If you want 60 fps with 6 million lines (all going through OGL, not culled in the app), you probably aren’t going to get it.

  • Matt

Yes Joey, what you’re thinking of doing sounds correct.
Matt, I’m sure this has been covered in that “why are lines so slow of gf hardware” topic, but why is the quadro so much faster than the geforce at lines? And why does doing a bit of soldering on the geforce make its lines as fast as the quadro?

Originally posted by knackered:
And why does doing a bit of soldering on the geforce make its lines as fast as the quadro?

Probably because they are actually the exact same chip ! The only difference being that on a Quadro-based card there is an additional wire to tell the chip to act as a Quadro instead of a GeForce !!! (might not be that though …).

Regards.

Eric

[This message has been edited by Eric (edited 03-15-2002).]

Yes, Eric, I’m aware of that, I was just being provocative!

Originally posted by mcraighead:
That’s not actually true; drawing lines as triangles is simply one method of doing so, and even then at worst you’ve turned 2 vertices into 4 – I don’t see how that creates 6x overhead.

Sorry, must have been talking out of my ass again. I was probably thinking ‘one line segment -> two triangles -> six vertices’ which is of course bogus, as you pointed out.

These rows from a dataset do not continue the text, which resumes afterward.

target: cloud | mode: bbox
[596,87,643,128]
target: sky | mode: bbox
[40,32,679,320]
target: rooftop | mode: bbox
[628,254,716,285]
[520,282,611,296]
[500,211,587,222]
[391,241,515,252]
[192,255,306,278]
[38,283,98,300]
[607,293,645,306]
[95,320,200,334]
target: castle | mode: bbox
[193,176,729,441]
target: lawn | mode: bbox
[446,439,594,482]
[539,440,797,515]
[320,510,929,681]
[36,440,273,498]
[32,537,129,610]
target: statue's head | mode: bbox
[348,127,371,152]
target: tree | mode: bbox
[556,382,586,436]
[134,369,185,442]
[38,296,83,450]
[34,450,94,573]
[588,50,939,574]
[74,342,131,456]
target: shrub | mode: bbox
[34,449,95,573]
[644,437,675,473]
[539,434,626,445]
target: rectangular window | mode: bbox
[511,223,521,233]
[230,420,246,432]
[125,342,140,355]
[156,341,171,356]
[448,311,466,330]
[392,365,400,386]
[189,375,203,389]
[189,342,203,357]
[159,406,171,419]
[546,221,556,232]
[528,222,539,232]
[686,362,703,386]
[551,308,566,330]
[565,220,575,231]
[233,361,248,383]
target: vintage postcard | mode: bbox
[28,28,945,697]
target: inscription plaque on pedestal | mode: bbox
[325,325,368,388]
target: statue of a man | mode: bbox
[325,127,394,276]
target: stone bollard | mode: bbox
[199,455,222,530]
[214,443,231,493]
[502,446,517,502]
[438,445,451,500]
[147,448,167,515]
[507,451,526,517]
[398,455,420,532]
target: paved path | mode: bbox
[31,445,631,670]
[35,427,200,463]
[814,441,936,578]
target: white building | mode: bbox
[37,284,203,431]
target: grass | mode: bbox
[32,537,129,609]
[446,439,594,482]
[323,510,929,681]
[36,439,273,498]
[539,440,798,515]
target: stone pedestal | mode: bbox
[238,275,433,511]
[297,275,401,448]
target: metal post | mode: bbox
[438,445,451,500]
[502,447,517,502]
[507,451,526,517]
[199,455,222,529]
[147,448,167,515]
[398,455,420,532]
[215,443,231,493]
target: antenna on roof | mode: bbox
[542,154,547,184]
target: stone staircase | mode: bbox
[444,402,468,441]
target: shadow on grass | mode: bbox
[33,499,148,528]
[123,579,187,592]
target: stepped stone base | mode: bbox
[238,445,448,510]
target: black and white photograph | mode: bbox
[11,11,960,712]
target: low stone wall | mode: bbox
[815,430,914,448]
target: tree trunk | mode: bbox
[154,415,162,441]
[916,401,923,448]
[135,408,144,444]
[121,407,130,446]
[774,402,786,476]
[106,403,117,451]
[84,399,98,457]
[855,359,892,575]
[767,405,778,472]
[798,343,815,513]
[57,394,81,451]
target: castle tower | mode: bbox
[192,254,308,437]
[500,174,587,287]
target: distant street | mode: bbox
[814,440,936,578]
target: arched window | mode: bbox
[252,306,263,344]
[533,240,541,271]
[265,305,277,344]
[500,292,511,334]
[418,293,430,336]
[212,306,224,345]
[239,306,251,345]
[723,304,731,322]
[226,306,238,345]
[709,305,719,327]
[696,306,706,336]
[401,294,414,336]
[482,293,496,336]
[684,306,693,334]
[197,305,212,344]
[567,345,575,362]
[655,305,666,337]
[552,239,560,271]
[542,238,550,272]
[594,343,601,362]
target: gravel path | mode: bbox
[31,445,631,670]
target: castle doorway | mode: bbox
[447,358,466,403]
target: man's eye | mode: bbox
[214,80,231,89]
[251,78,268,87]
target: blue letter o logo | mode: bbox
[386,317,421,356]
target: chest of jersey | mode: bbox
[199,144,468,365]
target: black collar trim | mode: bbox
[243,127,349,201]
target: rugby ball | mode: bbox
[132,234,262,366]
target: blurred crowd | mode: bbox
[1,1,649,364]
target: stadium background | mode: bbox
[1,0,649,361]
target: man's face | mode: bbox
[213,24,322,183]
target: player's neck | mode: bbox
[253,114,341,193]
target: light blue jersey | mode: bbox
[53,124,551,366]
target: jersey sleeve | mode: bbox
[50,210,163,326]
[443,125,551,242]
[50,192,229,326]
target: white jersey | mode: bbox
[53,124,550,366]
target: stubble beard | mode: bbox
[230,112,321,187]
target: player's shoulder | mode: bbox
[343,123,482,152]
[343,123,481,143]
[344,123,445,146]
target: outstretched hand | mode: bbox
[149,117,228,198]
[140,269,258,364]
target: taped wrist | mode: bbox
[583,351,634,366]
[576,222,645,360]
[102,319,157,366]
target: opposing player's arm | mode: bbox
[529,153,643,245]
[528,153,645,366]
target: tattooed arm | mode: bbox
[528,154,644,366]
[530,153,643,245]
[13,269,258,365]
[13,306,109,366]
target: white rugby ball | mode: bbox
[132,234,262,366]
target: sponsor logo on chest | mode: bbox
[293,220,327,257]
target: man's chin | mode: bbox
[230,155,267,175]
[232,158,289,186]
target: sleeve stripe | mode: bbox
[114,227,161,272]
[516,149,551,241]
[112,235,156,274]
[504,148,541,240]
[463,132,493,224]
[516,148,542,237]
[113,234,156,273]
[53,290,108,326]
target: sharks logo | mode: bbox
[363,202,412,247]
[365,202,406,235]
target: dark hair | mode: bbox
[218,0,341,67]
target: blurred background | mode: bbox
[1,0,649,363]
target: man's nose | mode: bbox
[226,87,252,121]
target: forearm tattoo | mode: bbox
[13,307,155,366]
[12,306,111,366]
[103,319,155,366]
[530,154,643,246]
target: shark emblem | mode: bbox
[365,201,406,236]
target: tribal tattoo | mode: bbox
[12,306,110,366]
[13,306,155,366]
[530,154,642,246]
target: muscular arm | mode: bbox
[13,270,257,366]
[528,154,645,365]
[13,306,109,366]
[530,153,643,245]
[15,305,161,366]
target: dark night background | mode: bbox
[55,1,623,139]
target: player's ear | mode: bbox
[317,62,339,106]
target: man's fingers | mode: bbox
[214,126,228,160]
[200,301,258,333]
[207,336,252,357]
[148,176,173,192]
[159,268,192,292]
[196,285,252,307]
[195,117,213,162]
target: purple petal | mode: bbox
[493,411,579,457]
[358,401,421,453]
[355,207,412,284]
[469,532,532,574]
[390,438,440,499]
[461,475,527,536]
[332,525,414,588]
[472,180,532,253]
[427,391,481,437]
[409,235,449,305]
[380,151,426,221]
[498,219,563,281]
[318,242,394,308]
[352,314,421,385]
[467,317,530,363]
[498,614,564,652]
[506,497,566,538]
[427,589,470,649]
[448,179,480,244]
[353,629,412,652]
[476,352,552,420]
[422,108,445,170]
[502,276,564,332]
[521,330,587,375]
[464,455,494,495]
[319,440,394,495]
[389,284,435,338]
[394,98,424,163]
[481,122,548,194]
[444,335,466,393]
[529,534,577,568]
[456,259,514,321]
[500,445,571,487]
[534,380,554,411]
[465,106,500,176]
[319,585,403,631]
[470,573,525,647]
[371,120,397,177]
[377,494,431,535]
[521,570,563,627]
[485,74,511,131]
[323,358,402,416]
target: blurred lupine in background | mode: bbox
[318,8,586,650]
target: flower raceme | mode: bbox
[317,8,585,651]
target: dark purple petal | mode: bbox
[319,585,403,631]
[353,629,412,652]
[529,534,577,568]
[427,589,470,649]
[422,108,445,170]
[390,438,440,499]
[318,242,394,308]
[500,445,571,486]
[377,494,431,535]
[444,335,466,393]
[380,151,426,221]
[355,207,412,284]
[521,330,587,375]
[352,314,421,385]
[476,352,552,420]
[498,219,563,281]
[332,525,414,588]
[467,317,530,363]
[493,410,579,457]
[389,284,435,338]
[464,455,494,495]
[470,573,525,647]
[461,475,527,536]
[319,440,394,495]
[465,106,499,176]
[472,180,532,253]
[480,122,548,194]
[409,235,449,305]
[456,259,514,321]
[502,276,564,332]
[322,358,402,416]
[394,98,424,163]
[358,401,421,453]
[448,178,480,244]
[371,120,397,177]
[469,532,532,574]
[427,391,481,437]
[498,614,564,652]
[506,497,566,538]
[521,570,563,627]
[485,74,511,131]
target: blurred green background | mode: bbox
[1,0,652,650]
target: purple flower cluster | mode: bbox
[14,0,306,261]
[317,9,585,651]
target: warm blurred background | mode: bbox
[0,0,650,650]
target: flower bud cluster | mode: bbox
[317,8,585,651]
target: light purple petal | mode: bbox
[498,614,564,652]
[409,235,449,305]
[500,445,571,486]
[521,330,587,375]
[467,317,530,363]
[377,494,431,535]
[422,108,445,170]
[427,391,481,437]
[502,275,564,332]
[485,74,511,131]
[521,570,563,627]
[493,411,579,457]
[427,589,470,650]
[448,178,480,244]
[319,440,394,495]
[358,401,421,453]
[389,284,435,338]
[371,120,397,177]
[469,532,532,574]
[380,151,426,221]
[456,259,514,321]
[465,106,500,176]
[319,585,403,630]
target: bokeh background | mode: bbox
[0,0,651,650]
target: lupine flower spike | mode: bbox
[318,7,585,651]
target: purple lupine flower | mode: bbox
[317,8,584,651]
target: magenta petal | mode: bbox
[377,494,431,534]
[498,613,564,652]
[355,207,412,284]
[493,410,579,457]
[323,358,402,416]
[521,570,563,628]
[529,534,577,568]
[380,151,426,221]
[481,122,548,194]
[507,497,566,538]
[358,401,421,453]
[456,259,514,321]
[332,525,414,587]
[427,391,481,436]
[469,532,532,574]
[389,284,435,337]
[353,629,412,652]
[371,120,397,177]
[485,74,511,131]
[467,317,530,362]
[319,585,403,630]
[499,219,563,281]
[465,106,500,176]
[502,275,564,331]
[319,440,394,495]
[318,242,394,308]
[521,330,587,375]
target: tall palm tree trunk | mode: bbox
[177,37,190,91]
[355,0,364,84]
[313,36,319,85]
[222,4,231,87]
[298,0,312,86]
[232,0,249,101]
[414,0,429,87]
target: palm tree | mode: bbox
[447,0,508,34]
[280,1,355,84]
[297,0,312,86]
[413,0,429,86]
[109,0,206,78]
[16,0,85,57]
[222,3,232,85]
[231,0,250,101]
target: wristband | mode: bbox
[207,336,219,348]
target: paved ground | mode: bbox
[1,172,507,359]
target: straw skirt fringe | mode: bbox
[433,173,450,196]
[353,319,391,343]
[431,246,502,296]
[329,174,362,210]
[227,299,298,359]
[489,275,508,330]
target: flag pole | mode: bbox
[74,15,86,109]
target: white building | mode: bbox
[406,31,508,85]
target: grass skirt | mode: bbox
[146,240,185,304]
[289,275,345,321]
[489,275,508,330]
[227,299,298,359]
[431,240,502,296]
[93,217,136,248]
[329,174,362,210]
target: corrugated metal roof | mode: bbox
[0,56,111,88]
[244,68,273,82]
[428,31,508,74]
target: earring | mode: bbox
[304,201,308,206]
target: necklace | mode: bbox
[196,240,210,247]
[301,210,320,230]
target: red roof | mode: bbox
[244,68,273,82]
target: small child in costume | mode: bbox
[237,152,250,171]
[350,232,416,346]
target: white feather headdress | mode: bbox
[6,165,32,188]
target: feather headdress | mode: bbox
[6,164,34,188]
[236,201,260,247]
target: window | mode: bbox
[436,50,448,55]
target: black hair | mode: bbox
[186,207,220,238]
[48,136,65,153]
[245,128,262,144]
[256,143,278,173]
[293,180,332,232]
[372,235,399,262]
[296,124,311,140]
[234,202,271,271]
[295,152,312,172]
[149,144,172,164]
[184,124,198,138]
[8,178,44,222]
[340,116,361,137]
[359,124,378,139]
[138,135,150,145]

I’ll think a bit more in the future

Just wanted to pop back in and say that the proposed frustum culling worked perfectly. I divided my line_strip into display lists of 15-30k verts apiece and enclosed each one in a bounding sphere, then I test each sphere and only call the lists in the viewing volume. Camera movement is perfectly smooth.

Thanks for the help guys!!

J0ey4

Culling is a very good thing. Another thing that might help is increasing your AGP aperture size in the bios. This will let the graphics card use more system memory for direct display list storage.

[This message has been edited by dorbie (edited 05-03-2002).]